La position de la Secrétairerie d’Etat du Vatican, précise Mgr Tauran, secrétaire pour les relations du Saint-Siège avec les Etats, «consiste à souligner que la riposte aux actes barbares du 11 septembre dernier ne doit pas être un acte de vengeance, mais un acte de justice, qui a pour but de réparer la grave injustice subie».
Nécessité de créer un Etat palestinien viable
Dans l’entretien accordé au journaliste Jean-Marie Guénois, l’archevêque français considère que l’intervention ne peut être l’occasion de manifestation de haine et les moyens choisis pour la réparation de cette injustice et pour éloigner la menace d’autres attentats doivent être pacifiques. «C’est une fois épuisées toutes les ressources des moyens politiques, diplomatiques et financiers, que l’on peut penser à un recours à la force». Mgr Tauran relève que dans la guerre du Golfe, en 1991, on avait d’abord fait le choix de l’option militaire, et on a négocié ensuite. Dans le cas présent, «on a pris le temps d’évaluer la situation pour ne pas frapper sous le coup de l’émotion».
Pour le chef de la diplomatie vaticane, il est sûr que l’une des causes de la crise est l’ensablement du processus de paix au Proche-Orient ainsi que la frustration des populations palestiniennes en attente des résultats concrets d’un processus de paix qui, jusqu’à présent, ne leur a causé que des épreuves. «Il faut retourner à la table des négociations et reprendre une dynamique de paix qui doit conduire effectivement à la création d’un Etat palestinien viable».

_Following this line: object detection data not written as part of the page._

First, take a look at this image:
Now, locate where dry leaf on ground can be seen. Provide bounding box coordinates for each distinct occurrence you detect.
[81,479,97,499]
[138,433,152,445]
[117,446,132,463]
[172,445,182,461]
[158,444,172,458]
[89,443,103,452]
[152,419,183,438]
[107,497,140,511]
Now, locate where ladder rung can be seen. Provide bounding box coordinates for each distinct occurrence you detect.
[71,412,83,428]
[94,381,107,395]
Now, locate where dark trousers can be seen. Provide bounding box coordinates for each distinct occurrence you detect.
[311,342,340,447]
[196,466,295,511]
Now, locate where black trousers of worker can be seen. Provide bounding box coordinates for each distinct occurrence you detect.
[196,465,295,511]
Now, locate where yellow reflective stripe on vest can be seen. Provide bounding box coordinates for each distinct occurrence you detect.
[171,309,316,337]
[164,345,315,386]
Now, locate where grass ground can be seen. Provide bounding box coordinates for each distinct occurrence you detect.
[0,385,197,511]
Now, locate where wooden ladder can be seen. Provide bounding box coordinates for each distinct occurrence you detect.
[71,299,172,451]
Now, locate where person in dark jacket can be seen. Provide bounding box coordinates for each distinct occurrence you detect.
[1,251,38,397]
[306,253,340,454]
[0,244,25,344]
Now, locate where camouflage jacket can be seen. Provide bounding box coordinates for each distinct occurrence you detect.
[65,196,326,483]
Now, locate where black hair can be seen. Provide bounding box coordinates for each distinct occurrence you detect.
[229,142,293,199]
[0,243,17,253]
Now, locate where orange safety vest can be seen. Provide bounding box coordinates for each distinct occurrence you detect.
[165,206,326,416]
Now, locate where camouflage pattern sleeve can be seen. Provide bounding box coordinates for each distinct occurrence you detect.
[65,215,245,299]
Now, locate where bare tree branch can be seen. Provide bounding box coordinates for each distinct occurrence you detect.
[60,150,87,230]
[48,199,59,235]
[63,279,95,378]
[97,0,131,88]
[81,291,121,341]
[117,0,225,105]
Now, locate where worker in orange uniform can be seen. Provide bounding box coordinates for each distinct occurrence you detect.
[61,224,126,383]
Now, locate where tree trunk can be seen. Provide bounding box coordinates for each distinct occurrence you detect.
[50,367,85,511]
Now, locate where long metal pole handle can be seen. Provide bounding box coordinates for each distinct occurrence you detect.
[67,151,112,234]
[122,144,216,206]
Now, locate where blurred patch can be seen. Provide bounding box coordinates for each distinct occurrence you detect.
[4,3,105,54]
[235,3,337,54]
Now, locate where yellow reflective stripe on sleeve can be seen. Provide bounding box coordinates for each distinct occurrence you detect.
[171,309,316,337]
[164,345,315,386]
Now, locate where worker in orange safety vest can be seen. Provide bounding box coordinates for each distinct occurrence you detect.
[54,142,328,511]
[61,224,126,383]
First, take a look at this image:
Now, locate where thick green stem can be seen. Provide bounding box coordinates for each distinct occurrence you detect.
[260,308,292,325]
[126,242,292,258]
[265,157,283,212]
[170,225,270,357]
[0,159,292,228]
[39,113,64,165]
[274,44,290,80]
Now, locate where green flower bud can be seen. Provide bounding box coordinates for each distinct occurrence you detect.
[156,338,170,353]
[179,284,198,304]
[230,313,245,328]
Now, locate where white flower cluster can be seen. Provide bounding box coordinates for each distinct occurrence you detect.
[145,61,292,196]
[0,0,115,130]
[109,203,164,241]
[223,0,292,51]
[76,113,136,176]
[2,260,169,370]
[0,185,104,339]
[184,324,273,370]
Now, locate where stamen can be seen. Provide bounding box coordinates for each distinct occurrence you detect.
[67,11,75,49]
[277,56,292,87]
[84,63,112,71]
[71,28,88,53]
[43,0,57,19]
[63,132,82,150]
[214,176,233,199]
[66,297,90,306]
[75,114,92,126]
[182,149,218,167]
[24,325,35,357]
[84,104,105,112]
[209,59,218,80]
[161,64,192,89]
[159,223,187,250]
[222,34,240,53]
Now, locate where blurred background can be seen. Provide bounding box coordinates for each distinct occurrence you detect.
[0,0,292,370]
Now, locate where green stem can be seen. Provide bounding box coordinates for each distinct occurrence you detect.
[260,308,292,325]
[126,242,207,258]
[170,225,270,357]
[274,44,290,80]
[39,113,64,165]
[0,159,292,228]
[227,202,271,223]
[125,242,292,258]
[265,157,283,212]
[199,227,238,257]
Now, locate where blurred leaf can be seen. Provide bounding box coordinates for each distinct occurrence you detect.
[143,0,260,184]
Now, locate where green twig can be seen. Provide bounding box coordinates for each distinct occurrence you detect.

Le terrorisme islamique est une perversion
Pour Jean-Louis Tauran, le terrorisme de matrice islamiste est une perversion de l’islam, mais l’Eglise catholique a clairement de l’estime pour le véritable islam. Le pape a parlé très positivement de cet «islam authentique, l’islam qui prie, qui veut être solidaire de celui qui est dans le besoin», lors de sa récente visite pastorale au Kazakhstan. Mais il n’a pas hésité à dire que la haine, le fanatisme et le terrorisme profanent le nom de Dieu et défigurent l’authentique image de l’homme.
A propos du soi-disant «choc des cultures» (Cf. la vieille thèse remise en vogue de Samuel Huntington, ndr) qui opposerait irrémédiablement l’islam à l’Occident, Mgr Tauran relève qu’à ce «choc des cultures», les chrétiens opposent le «dialogue des cultures», car ils sont «convaincus que le projet de Dieu est de former de l’humanité tout entière une seule famille».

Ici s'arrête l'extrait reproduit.